I would help her get out the dishes, you know the special dishes, the ones only used on special occasions. We would wash them and dry them. We would set the dining table. By then, most of the family had arrived, ready to dig in. We would have turkey and dressing, potatoes, ham, beans, casseroles, the celery sticks, cranberry sauce, ham-wrapped onions (one of my faves!), deviled eggs and who knows what!
I can see all of us sitting around the table, eating and enjoying the moment. It is funny how those younger years always seem so innocent and happy and carefree . . . of course, like all times, they really weren’t. Our family had our problems and issues (don’t get me started!) just like everyone else at all other times.
Nostalgia has a way of playing tricks on our mind and our memories I suppose. We remember things as ideal, almost Rockwell-esque. But, I don’t know, maybe that’s what makes it all so special. In spite of the problems, we can still remember the good in them. We can still hold to those things that are pure and lasting. Maybe that is the true gift of those times.

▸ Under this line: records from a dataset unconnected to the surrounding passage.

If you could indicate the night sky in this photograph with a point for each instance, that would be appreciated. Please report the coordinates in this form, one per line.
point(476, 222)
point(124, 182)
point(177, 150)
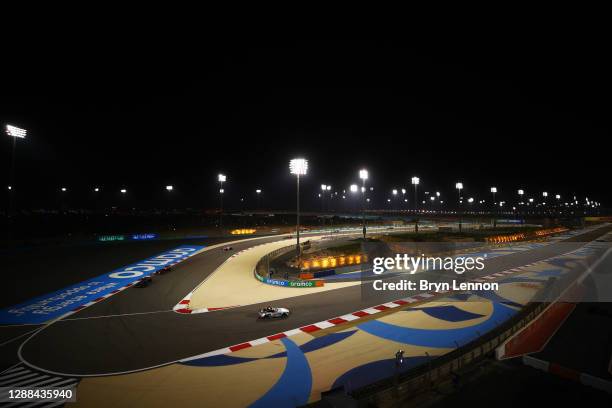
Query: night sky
point(143, 115)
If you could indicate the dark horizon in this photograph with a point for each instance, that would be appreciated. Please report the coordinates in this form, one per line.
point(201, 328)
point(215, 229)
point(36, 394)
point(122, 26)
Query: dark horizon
point(512, 117)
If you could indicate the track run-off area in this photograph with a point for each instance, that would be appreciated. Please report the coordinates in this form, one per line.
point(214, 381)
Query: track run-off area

We should remind ourselves that our present will one day be our remembrances. And, we will look back, and hopefully, remember them fondly. I think this is part of the indelible spirit within us. It is part of the divine spark to see the good and nurture the grace of those times as a lasting memorial.
Yes, I know not everyone is so blessed. I know some had such monstrosities of childhoods that no good can be found in their memories. This is truly sad. I hope and pray for those souls they can make better memories now.
So, remember and reflect. Old smells and voices of those who have since passed this walk of life into the next. Remember the good, hold on to those times, not for the sake of nostalgia or escapism, but to remind us all of the things that really matter in life.
Who knows, it may inspire us to be even better people in the present!